The City of Columbus is matching the U.S. DOT with $19 million of its own funds, along with $90 million in pledges from the public and private sector partners.
“We are working closely with Mayor Ginther and his team to realize the SmartColumbus vision and even surpass the original goals,” said Alex R. Fischer, President and CEO of the Columbus Partnership. “We know that there is an important role for the private sector to play in this collaboration, and we are fully committed to maximizing this opportunity for the long term economic prosperity of our region.
“This is a catalytic opportunity for the region. We say this a lot, but we must go slow to go fast so that we set ourselves up for success with a smart, comprehensive community-driven strategy that brings all of our partners to the table. Under the Mayor's leadership, I am confident we will get this done right for Columbus,” Fischer said.
Columbus was also awarded an additional $10 million grant from Paul G. Allen’s Vulcan Inc., which will be directed toward promoting electric vehicles and building related infrastructure.
“Columbus is poised to demonstrate to cities across the country how to accelerate the transition to an electrified low-emissions transportation system,” said Spencer Reeder, Senior Philanthropic Program Officer for Climate and Energy at Vulcan. “We are excited the City of Columbus rose to the challenge and emerged from a competitive group of great American cities as the recipient of our philanthropic award. We are eager to see them chart a smarter path towards a sustainable mobility future that all cities can follow.”
The City has taken a number of steps since the grants were awarded in June:
• Created a Program Management Office in the City of Columbus Department of Public Service. Aparna Dial, Deputy Director, and Randy Bowman, Assistant Director, will manage the effort.

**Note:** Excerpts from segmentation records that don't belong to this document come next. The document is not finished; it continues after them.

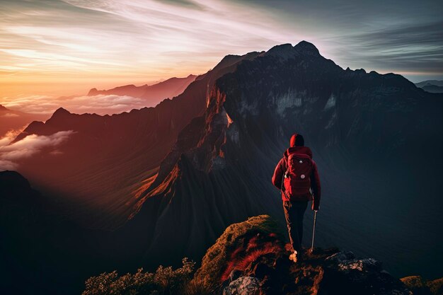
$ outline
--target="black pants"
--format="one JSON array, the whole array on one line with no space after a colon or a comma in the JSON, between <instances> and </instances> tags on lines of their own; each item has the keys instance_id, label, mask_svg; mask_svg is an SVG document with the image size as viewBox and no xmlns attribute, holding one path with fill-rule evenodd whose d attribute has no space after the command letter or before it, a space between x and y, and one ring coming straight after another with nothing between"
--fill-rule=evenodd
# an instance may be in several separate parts
<instances>
[{"instance_id":1,"label":"black pants","mask_svg":"<svg viewBox=\"0 0 443 295\"><path fill-rule=\"evenodd\" d=\"M308 207L307 201L283 202L283 210L289 233L289 241L292 248L299 252L301 250L303 238L303 217Z\"/></svg>"}]
</instances>

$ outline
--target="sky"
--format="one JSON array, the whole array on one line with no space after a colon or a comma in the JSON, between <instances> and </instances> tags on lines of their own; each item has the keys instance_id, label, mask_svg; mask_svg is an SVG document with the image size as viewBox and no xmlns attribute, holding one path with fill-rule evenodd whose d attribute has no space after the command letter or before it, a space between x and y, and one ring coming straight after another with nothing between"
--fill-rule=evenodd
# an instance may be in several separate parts
<instances>
[{"instance_id":1,"label":"sky","mask_svg":"<svg viewBox=\"0 0 443 295\"><path fill-rule=\"evenodd\" d=\"M0 104L203 74L226 54L303 40L344 69L441 80L442 11L442 1L1 0Z\"/></svg>"}]
</instances>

• Conducted a public procurement process and hired a team of consultants to assist with the planning and delivery of the grant. HNTB will assist with delivery of technical work associated with the U.S. DOT grant, CDM Smith will do the same with the Vulcan grant, and Engage Public Affairs, LLC will lead the communication and outreach efforts. Each consultant team includes a number of minority-owned and woman-owned firms.
• Facilitated a number of technical workshops with U.S. DOT and Vulcan, Inc. to understand their expectations, establish roles, discuss strategy and reporting requirements.
• Updated Columbus.gov/smartcolumbus to reflect current information regarding the grant and benefits to residents, including economic development and an enhanced, sustainable transit system.
• Established the firstname.lastname@example.org email where interested vendors can reach out to the project management team to ask questions and inquire about potential partnership opportunities.
The City of Columbus will collaborate with Austin, Denver, Kansas City, Pittsburgh, Portland and San Francisco to share best practices to help replicate success. Public roll-out of the various Smart Columbus pilot projects will begin in 2017. The City will engage residents, community and business leaders and technical experts during the four-year program, and seek their participation in making this a sustainable effort beyond 2020.